Viernes, Octubre 20, 2017

En la Región Metropolitana, desde que se creó el modelo de recintos municipales en octubre de 2015, el Instituto de Salud Pública solo ha inspeccionado al de Recoleta. Este semestre comienza el plan de revisiones.

De las 135 farmacias populares que funcionan en el país, 40 están en la Región Metropolitana. Pero desde octubre de 2015, el Instituto de Salud Pública (ISP), encargado de fiscalizar a las farmacias en la capital, solo ha ido a inspeccionar a una.

Esa revisión fue el 27 de noviembre de 2015 a la farmacia de Recoleta, la primera que funcionó bajo el modelo en que el municipio compra los medicamentos y los vende a precio de costo a sus vecinos.

Dicha fiscalización se hizo cuando el local cumplía 43 días de atención y en medio de cuestionamientos de cómo funcionaría el sistema. El resultado de la visita de los inspectores fue que se instruyó un sumario por faltas como problemas de señalética y etiquetado parcial de precios en las cajas de los fármacos.

De esta forma, solo el 2,5% de las farmacias populares de la capital han sido fiscalizadas. La cifra contrasta con las inspecciones a las farmacias "comerciales" (de cadena e independientes), pues entre 2015 y 2016 se inspeccionó a 377 de un total estimado de 1.437, según datos del ISP. Es decir, el 26% del total.

El jefe de la sección de farmacia de la Agencia Nacional de Medicamentos del ISP, Sergio Muñoz, explica que el organismo tiene planes de fiscalización y que en el caso de las farmacias, "generalmente entran a este plan después de que llevan un año de funcionamiento".

Y como el grueso de los recintos populares de la capital comenzó a funcionar a mediados de 2016, "es a contar de este semestre cuando vamos a comenzar nuestro proceso de fiscalización a las farmacias populares", afirma Muñoz. Ello se repetirá en regiones, donde están a cargo del tema las seremis de Salud.
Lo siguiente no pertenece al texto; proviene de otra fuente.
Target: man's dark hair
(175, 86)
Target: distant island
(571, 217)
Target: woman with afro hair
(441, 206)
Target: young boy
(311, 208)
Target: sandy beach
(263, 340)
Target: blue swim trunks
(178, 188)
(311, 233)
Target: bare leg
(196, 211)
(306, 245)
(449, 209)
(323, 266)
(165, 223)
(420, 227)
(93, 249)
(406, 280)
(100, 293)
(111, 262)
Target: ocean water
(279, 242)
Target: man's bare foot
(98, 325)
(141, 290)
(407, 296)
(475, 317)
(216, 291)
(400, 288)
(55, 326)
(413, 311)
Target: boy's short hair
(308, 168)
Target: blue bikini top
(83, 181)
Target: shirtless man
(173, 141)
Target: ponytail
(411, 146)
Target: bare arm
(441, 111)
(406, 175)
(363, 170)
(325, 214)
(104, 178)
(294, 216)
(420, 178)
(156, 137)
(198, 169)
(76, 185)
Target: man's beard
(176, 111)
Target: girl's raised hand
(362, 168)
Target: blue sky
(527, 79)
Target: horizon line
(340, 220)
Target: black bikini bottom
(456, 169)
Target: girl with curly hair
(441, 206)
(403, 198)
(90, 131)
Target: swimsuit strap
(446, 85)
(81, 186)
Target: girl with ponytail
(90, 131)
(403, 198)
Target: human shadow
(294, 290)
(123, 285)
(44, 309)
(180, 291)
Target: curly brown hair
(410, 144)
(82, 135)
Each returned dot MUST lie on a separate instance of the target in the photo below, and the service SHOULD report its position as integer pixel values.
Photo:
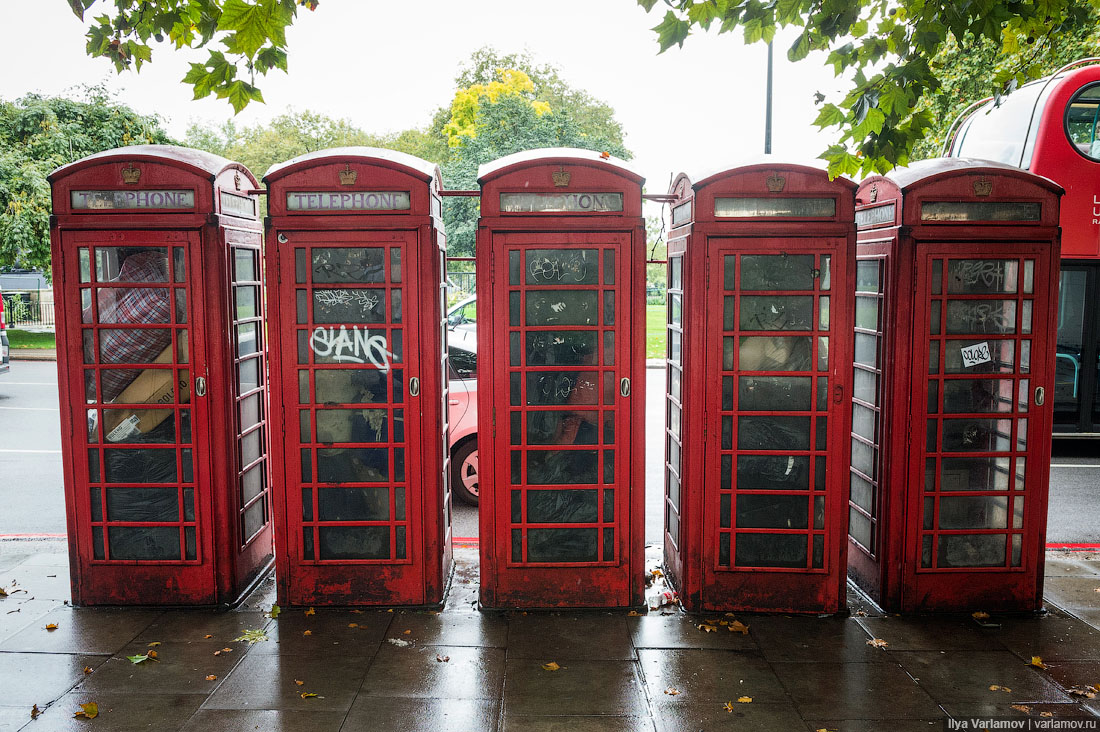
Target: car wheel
(464, 472)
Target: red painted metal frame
(700, 241)
(420, 577)
(891, 571)
(618, 581)
(226, 561)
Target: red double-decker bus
(1049, 127)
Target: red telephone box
(759, 315)
(561, 305)
(950, 438)
(156, 254)
(355, 271)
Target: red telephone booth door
(561, 441)
(140, 445)
(977, 509)
(353, 492)
(774, 500)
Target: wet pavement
(468, 669)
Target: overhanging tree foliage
(244, 37)
(41, 133)
(886, 50)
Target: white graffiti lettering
(354, 346)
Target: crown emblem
(348, 176)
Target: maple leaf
(89, 710)
(253, 636)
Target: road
(32, 498)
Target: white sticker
(975, 354)
(125, 428)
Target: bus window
(1082, 113)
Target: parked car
(463, 415)
(4, 350)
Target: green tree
(886, 51)
(964, 72)
(243, 37)
(41, 133)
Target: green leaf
(671, 31)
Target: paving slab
(265, 720)
(178, 668)
(979, 677)
(580, 687)
(330, 632)
(406, 714)
(1049, 637)
(436, 673)
(681, 631)
(481, 630)
(784, 638)
(710, 676)
(930, 633)
(86, 631)
(270, 681)
(41, 678)
(675, 716)
(120, 712)
(569, 636)
(837, 690)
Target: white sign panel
(975, 354)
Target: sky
(388, 66)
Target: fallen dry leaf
(89, 710)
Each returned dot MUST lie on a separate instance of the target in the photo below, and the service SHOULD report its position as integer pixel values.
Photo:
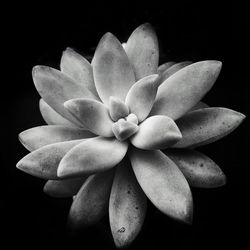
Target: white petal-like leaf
(63, 188)
(117, 108)
(92, 114)
(78, 68)
(173, 69)
(141, 96)
(127, 206)
(56, 88)
(182, 90)
(123, 129)
(51, 117)
(199, 170)
(143, 52)
(156, 132)
(163, 183)
(113, 73)
(91, 202)
(204, 126)
(43, 162)
(38, 137)
(164, 67)
(96, 155)
(199, 105)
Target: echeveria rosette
(122, 129)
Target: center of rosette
(125, 124)
(124, 128)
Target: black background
(37, 34)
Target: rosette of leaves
(123, 130)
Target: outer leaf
(181, 91)
(91, 202)
(141, 96)
(142, 50)
(63, 188)
(163, 183)
(96, 155)
(44, 161)
(204, 126)
(92, 114)
(113, 73)
(55, 88)
(38, 137)
(127, 206)
(78, 68)
(199, 170)
(51, 117)
(156, 132)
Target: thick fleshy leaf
(56, 88)
(123, 129)
(113, 73)
(127, 206)
(141, 96)
(117, 109)
(96, 155)
(43, 162)
(199, 170)
(173, 69)
(92, 114)
(78, 68)
(91, 202)
(156, 132)
(63, 188)
(204, 126)
(38, 137)
(132, 118)
(51, 117)
(199, 105)
(163, 183)
(164, 67)
(182, 90)
(143, 52)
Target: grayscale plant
(122, 129)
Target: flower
(121, 130)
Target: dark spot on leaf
(121, 230)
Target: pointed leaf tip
(199, 170)
(141, 96)
(127, 206)
(175, 97)
(207, 125)
(143, 51)
(113, 73)
(163, 183)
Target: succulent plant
(122, 129)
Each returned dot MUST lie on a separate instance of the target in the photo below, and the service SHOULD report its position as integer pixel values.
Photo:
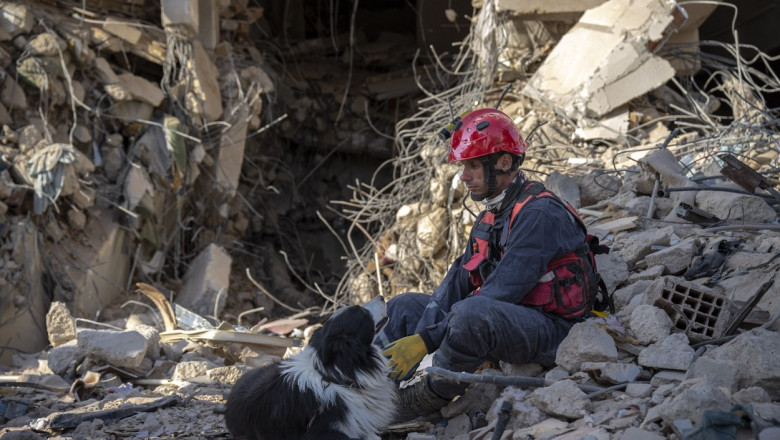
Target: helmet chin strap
(490, 172)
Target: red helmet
(483, 132)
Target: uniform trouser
(479, 329)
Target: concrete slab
(604, 60)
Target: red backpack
(571, 285)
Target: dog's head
(344, 343)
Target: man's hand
(405, 355)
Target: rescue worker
(479, 311)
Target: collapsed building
(131, 145)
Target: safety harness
(571, 285)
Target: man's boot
(418, 400)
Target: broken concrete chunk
(206, 282)
(585, 342)
(675, 259)
(650, 324)
(736, 207)
(190, 370)
(15, 18)
(751, 395)
(137, 186)
(691, 402)
(12, 95)
(612, 372)
(46, 45)
(64, 358)
(613, 269)
(672, 353)
(640, 244)
(667, 377)
(124, 30)
(634, 433)
(181, 13)
(429, 231)
(230, 155)
(119, 348)
(652, 274)
(60, 325)
(205, 85)
(105, 72)
(609, 47)
(565, 187)
(753, 355)
(562, 399)
(131, 87)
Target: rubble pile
(676, 175)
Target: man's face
(473, 176)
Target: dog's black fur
(334, 389)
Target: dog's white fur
(370, 402)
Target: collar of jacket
(510, 194)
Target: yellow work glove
(405, 355)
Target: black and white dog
(334, 389)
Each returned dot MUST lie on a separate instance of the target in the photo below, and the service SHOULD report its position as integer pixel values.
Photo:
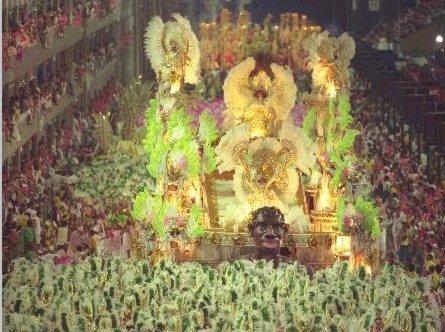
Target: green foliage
(341, 209)
(159, 212)
(336, 177)
(28, 235)
(346, 142)
(194, 227)
(370, 215)
(209, 159)
(309, 122)
(140, 206)
(344, 108)
(154, 143)
(207, 131)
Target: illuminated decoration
(227, 42)
(179, 152)
(343, 245)
(266, 153)
(131, 100)
(173, 51)
(329, 59)
(339, 191)
(260, 94)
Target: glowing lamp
(344, 245)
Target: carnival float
(196, 176)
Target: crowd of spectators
(96, 60)
(409, 21)
(42, 217)
(29, 26)
(103, 99)
(33, 101)
(412, 206)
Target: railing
(37, 124)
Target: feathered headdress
(173, 51)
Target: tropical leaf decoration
(370, 213)
(207, 132)
(309, 122)
(341, 209)
(194, 227)
(345, 118)
(141, 206)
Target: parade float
(200, 186)
(209, 181)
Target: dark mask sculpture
(267, 230)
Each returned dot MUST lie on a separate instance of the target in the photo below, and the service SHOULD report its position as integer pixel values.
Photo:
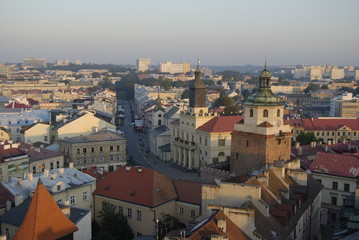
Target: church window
(265, 113)
(221, 142)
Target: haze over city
(219, 32)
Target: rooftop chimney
(30, 176)
(53, 176)
(19, 181)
En las farmacias populares se revisarán aspectos como que siempre haya un químico farmacéutico y que los medicamentos estén bien almacenados, a la temperatura adecuada y con el debido registro, entre otros aspectos.

Foco especial
En la fiscalización habrá especial atención en aquellos locales que están realizando el fraccionamiento de medicamentos, es decir, que extraen del envase de origen la cantidad justa de unidades que necesita una persona y le entregan el tratamiento.
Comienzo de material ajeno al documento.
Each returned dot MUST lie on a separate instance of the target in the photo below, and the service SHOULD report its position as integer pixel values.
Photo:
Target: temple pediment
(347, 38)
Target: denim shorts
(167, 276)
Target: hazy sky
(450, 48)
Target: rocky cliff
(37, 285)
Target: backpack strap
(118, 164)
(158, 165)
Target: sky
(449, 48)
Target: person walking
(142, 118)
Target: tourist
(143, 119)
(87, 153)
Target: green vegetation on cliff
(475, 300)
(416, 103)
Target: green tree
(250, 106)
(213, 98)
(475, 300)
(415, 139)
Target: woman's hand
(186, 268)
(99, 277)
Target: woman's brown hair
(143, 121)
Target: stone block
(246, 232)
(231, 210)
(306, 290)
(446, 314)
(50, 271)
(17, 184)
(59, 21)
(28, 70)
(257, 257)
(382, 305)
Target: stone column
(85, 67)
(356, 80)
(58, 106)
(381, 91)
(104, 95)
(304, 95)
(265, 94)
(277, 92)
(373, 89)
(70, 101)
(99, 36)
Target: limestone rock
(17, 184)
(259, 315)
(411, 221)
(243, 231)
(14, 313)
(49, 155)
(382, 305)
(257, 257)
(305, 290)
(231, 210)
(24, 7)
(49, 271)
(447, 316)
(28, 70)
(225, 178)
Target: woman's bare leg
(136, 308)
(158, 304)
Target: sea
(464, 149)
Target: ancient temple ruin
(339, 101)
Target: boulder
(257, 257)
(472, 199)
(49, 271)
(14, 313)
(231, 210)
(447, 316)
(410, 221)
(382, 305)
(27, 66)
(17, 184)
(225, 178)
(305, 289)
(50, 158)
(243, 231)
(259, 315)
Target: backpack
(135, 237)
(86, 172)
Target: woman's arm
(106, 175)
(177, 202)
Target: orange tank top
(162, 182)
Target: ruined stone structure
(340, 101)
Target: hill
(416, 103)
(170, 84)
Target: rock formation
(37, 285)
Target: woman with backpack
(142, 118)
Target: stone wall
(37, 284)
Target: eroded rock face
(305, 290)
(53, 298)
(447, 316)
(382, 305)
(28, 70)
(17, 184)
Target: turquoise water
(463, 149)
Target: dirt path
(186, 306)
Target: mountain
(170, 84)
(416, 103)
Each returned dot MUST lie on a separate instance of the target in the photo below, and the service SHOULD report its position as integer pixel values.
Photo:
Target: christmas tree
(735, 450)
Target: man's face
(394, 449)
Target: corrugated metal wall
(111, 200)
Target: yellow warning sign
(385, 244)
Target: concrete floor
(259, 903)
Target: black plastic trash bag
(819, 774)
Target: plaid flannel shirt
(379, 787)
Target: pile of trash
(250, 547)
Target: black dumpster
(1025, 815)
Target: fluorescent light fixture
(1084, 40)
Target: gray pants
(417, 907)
No es una simple venta a granel. El proceso debe cumplir con una serie de exigencias en la manipulación de los fármacos, por lo que deben contar con un espacio especialmente habilitado. Además, al paciente se le debe entregar un folleto explicativo del fármaco y sus contraindicaciones, y tiene que existir un registro que muestre exactamente cuál pastilla corresponde a qué lote de producción de las que se le entregó a cada paciente.

Interés acotado
El fraccionamiento de medicamentos en farmacias está permitido desde diciembre de 2015, pero desde entonces solo 11 locales de venta al público se han interesado y lo están haciendo. Todos son farmacias populares: Recoleta, Ñuñoa, Lo Prado, Buin, Maipú, Isla de Maipo, Vitacura, Colina, Peñaflor, Conchalí y El Bosque.
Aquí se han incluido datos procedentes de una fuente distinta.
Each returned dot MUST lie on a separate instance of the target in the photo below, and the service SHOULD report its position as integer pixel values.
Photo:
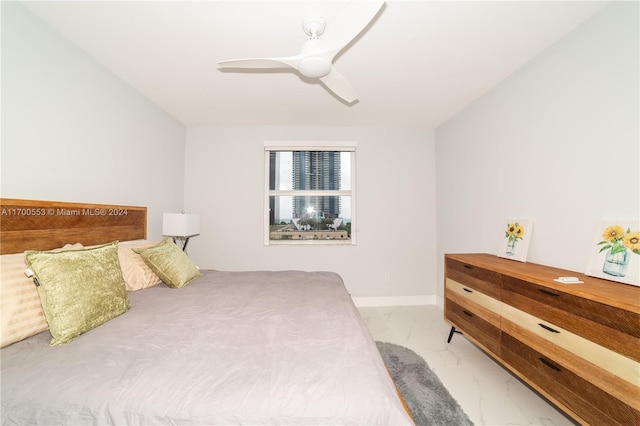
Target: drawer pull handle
(546, 327)
(549, 364)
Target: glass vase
(616, 264)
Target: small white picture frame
(614, 254)
(516, 236)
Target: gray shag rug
(428, 401)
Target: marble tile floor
(488, 393)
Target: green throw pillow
(79, 289)
(169, 263)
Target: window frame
(341, 146)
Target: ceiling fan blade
(260, 63)
(346, 27)
(339, 85)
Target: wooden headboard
(44, 225)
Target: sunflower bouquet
(615, 238)
(514, 232)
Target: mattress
(285, 347)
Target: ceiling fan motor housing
(313, 26)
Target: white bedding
(230, 348)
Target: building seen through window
(310, 195)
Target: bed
(251, 347)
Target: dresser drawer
(607, 367)
(593, 405)
(611, 327)
(484, 280)
(470, 322)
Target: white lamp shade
(180, 225)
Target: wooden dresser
(576, 344)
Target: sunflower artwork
(515, 243)
(616, 252)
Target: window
(309, 193)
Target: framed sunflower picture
(615, 252)
(516, 235)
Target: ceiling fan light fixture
(314, 67)
(313, 26)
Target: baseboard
(426, 299)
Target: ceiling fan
(315, 60)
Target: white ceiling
(416, 65)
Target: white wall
(395, 251)
(556, 142)
(72, 131)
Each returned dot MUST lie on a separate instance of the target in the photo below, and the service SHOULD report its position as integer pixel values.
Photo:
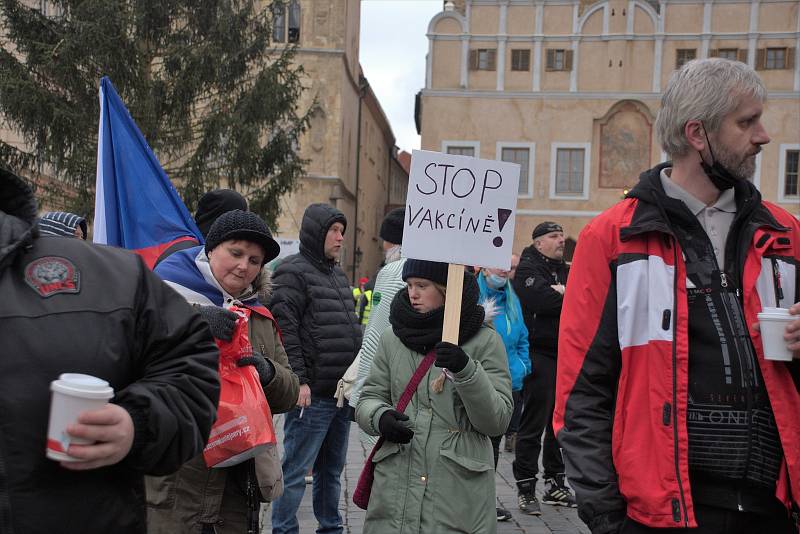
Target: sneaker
(529, 504)
(511, 440)
(503, 514)
(557, 494)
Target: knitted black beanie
(434, 271)
(215, 203)
(545, 228)
(392, 226)
(244, 225)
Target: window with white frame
(788, 177)
(569, 171)
(522, 154)
(462, 148)
(684, 56)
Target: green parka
(443, 480)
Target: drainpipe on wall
(363, 85)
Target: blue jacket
(513, 332)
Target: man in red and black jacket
(668, 414)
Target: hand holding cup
(109, 431)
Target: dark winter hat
(61, 223)
(215, 203)
(434, 271)
(392, 226)
(244, 225)
(545, 228)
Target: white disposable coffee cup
(72, 394)
(772, 322)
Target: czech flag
(136, 207)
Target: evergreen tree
(218, 105)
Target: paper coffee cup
(773, 323)
(72, 394)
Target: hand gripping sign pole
(452, 314)
(459, 210)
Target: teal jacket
(511, 328)
(443, 480)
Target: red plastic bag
(243, 428)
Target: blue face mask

"Me parece muy bien que se fiscalicen las farmacias populares, especialmente las que están haciendo fraccionamiento, porque yo tengo serias dudas de si están cumpliendo con las buenas prácticas que se exigen a todas las farmacias o es un simple tijereteo de envases", dice el presidente del Colegio de Químicos Farmacéuticos, Mauricio Huberman.

A juicio del profesional, "ha habido manga ancha con las farmacias populares. Yo creo que no se les ha exigido que cumplan la ley de igual manera que al resto de los recintos, y es hora de que se comiencen a fiscalizar en serio".

Y respecto a que solo haya farmacias populares interesadas en fraccionar medicamentos, Huberman advierte que "tiene que ver con que las farmacias se toman en serio el tema y no tienen hoy las condiciones para hacerlo".

135
farmacias populares hay en el país, pertenecientes a 132 comunas distintas. La Florida, Renco y Quilleco tienen dos.

Tres
recintos comunales funcionaron por unos meses, pero cerraron este año: los de Cerro Navia, Calbuco y Puerto Varas.

Once
locales municipales tienen autorización sanitaria para practicar el fraccionamiento de medicamentos.

40
farmacias populares hay en la Región Metropolitana. Desde 2015, el ISP ha fiscalizado solo a una: la de Recoleta.